心の傷を癒すように、菖蒲は庭に面した濡れ縁で、一人、古い歌を口ずさんでいた。
昔はこんなこともできなかった。閨の翌日は決まって声が枯れていた。それほど、夫の肉欲は強く、我が身も悲鳴に近い声を上げさせられ、いつも目の前の景色を忘れて、天高く昇らされるような気持ちにされたものだった。
夫の肉体に衰えはなく、菖蒲の身体もますます女らしくなり、むしろ熟しているのを感じている。濡れやすく、感じやすく、それに男の肉体を求める気持ちが昂りやすくなっている。
城内の男衆の目が、これまでに見たこともない、さりとて触れるわけにはいけない果実を見るような目で、我が身を見ることがある。
しかし、それをどうすることもできない。
──この胸の柔らかさは、侍女にすら理解されていないだろう。彼女たちにとって、それに触れるのは悦びではなく、わたくしが受ける屈辱と同じ、心を疲れさせるご奉公でしかない。
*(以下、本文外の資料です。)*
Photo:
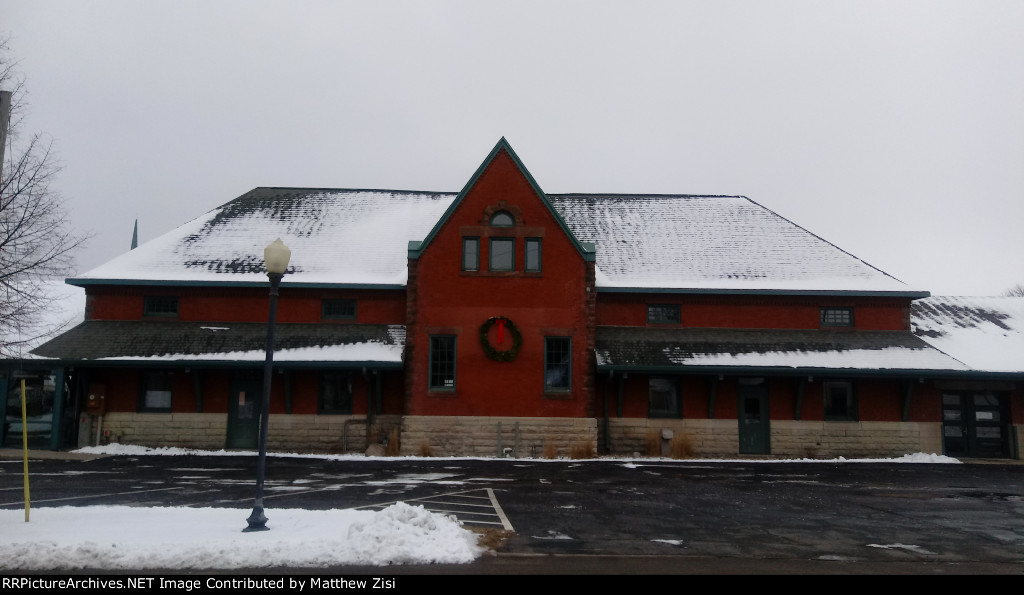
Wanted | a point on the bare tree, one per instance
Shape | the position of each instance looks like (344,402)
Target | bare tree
(36,242)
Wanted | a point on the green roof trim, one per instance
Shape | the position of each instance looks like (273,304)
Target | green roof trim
(783,292)
(179,283)
(814,372)
(503,144)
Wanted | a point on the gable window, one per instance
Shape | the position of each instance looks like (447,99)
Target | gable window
(337,309)
(664,314)
(160,306)
(502,254)
(557,364)
(336,393)
(663,397)
(833,316)
(502,219)
(470,253)
(534,253)
(841,404)
(441,363)
(155,391)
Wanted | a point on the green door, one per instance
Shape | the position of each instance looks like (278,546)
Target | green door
(975,424)
(243,412)
(753,417)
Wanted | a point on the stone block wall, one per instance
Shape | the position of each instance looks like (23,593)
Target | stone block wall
(292,433)
(817,439)
(629,436)
(790,438)
(187,430)
(495,436)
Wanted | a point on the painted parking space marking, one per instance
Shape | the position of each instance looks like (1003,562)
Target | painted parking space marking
(132,493)
(474,507)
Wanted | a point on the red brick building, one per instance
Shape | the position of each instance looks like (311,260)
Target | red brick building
(501,321)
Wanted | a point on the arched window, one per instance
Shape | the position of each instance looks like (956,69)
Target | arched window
(502,219)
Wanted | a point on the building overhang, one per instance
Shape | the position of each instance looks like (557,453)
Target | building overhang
(175,343)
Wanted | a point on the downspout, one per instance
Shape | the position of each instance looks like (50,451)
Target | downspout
(799,397)
(907,394)
(712,393)
(198,387)
(604,404)
(288,391)
(622,380)
(56,424)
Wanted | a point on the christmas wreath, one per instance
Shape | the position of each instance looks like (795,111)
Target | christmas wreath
(503,325)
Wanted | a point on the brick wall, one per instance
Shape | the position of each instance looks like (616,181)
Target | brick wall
(790,438)
(488,436)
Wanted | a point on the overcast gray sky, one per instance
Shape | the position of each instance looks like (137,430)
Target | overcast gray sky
(894,129)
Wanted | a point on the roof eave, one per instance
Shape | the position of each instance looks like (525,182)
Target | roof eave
(910,294)
(80,282)
(821,372)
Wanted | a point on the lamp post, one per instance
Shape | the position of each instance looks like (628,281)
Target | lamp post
(275,255)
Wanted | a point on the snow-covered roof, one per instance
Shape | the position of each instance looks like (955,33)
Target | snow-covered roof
(667,349)
(174,341)
(985,333)
(356,238)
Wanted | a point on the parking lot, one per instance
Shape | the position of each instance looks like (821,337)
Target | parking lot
(683,516)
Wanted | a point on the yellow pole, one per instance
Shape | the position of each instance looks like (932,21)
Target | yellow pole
(25,449)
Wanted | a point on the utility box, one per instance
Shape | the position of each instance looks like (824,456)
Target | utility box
(96,401)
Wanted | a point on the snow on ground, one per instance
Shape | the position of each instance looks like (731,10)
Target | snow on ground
(121,538)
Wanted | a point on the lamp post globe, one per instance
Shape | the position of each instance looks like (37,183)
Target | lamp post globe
(275,257)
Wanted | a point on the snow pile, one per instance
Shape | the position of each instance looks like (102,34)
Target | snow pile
(120,538)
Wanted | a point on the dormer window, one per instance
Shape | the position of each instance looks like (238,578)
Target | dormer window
(502,219)
(165,306)
(833,316)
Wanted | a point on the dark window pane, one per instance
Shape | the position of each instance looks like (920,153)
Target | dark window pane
(502,219)
(470,254)
(336,393)
(839,400)
(502,254)
(663,397)
(157,390)
(557,363)
(664,313)
(837,316)
(442,363)
(534,255)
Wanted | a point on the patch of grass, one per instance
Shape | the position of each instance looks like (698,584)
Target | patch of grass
(681,447)
(652,444)
(393,443)
(583,451)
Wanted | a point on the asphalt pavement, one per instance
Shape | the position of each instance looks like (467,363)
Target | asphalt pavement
(607,516)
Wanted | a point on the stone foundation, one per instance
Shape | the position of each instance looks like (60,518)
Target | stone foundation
(187,430)
(534,437)
(790,438)
(291,433)
(499,436)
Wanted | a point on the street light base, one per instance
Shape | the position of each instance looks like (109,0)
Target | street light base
(257,521)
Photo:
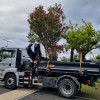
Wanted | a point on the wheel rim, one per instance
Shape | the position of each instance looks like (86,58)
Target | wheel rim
(66,88)
(10,81)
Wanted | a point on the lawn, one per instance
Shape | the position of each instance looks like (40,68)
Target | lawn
(90,92)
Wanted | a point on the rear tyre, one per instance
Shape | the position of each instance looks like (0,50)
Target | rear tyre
(10,81)
(67,88)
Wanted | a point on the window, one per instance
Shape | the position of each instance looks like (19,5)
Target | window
(8,53)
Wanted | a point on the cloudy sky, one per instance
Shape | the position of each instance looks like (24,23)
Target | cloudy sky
(14,15)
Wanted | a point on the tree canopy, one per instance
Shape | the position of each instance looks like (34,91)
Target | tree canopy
(47,27)
(82,38)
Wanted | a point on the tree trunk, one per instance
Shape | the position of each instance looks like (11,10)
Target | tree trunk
(83,57)
(71,55)
(81,63)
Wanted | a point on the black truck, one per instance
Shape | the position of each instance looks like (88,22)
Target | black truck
(24,67)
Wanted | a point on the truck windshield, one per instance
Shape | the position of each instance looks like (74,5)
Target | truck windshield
(8,53)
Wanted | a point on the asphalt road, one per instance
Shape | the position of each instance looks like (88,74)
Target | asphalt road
(47,94)
(3,89)
(40,94)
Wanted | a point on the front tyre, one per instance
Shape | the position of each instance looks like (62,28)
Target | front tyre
(10,81)
(67,88)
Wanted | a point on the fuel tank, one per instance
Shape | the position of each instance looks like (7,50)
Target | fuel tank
(56,67)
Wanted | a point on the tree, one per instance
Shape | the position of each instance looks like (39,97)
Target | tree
(83,39)
(64,59)
(72,30)
(47,27)
(76,57)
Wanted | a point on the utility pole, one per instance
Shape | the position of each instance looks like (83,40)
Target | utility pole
(7,42)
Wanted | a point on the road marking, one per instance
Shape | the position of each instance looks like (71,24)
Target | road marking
(16,94)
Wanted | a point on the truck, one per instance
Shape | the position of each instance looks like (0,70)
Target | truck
(23,67)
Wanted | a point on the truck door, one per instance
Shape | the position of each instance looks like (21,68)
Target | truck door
(8,59)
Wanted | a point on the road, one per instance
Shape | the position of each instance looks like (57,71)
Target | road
(47,94)
(32,93)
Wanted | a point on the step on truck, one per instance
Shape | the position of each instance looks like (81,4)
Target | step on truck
(23,67)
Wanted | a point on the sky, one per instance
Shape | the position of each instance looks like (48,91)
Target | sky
(14,14)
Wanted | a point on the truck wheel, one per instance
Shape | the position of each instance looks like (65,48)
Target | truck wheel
(10,81)
(67,88)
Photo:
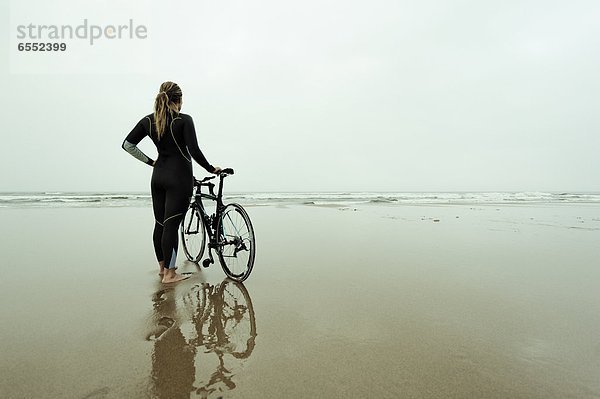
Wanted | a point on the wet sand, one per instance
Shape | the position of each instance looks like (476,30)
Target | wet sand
(381,301)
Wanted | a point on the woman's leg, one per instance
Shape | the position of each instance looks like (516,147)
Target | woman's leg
(176,204)
(158,206)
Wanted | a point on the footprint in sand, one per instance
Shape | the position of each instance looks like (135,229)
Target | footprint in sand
(159,295)
(162,326)
(97,394)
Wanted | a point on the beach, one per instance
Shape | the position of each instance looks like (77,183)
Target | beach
(371,299)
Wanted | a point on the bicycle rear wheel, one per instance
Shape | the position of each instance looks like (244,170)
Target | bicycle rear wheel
(193,236)
(236,245)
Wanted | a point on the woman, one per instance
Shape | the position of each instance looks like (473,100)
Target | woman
(172,182)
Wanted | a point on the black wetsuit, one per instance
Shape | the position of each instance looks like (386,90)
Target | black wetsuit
(172,179)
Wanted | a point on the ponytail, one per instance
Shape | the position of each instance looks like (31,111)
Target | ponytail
(167,103)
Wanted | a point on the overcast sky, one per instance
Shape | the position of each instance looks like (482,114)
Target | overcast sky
(321,95)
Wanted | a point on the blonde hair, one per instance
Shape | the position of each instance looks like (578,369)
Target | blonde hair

もちろん、互いの愛を確かめ合う、下腹部の茂みと潤いも侍女にすれば、女主人の不潔で尾籠な一器官でしかない。動物的にそれを扱っているだけだった。
こんなことを考えていると、顔色が曇ってくる。我が身も我が心も自ら癒し、慰めるしかない。
このため、景色を眺める時間が増えた。幸い、天正の終わりか、慶長の初めにかけて、お城は、戦の要害であるだけでなく、人々の目を楽しませ、その心を和ませることが求められる時代になってきた。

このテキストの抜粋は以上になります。